The Moon as of 2445.

The Guns of Our Ancestors Edit

The years preceeding World War 3, and the war itself, brought about a lot of changes. Especially in weaponry and defense. Bullet-based weapons remained a mainstay, but laser and plasma weaponry began to appear. As well as other types like gauss rifles and railguns. Even a man-portable gamma burst rifle was developed just before the end of the war, but at the time only robots could wield it. A lot of these weapons remained in use long after the war, mainly in the hands of civilians that managed to get their hands on them after civilization had collapsed. Weapons from years prior also remained in use, as AK-47s and M16s are still often found in the wastes.

In the field of armor, the highly devloped nations expanded on the idea of personal protection and soon developed exosuits and powered armor. The idea of attaching armor inches thick to a soldier and having him march through waves of gunfire became a reality. And several soldiers did just that during the war. Now, hundreds of years later, there are still those that find these suits and put them to good use. Only problem is they don't quite last as long as they used to, and batteries for these walking tanks are quite difficult to find.

Riding Rails Edit

Railroads have been around for hundreds of years, having been built first in the 1830s. It was a mainstay of travel around the world, but slowly faded into obscurity in the 1960s and '70s when steam was finally retired from use. Cars and other automobiles had also taken over, and trains just didn't seem to have the same appeal as it used to. Plus, almost everyone could afford a car by then.

The use of railroads slowly picked back up in the 2000s, but kicked back into gear in the 2100s with the world slowly drifting towards a state of hostility and war. Then, World War 3 occured, and the world burned. Eventually, years later as the larger factions of the former US sprang up, they saw potential in the old railroads and locomotives. If there was track, a train could get from point A to point B in a short time. Trains could also carry a lot of people, as well as various other things. Perfect for moving equipment and men over long distances instead of using dozens of smaller vehicles. And so, trains returned to extensive use. Of course, for normal folks, nothing beats a good old fashioned car or truck.


Even in the post-apocalypse, you can still miss your train.

A Deathly Silence Edit

Radiation, in concentrated pockets and bursts, can be a deadly thing. Especially the radiation left behind from a nuclear war. Areas of the world continue to be bathed in eerie silence, a sign of the presence of radiation and radioactive materials. Such is the case with large portions of the Bayou, having felt the effects of the Southeastern blasts for hundreds of years now.

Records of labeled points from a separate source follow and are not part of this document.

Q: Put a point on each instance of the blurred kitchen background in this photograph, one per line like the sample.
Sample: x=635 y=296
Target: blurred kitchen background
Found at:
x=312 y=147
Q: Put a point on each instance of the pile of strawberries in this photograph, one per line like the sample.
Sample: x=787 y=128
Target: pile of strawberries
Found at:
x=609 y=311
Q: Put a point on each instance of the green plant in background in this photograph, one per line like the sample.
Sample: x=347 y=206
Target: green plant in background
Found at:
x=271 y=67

Dealing with radiation in this post-apocalyptic world tends to be rather difficult. There are still protective suits and vehicles that one could use, but they're few and far between. If you're a mutant, however, radiation isn't much of a problem. Still, it is a good idea to keep a geiger counter (if you can scrounge one up), just in case. As radiation is invisible to the eye, its a useful tool to have so you don't wander through the wastes and right into a lethal pocket of radiation.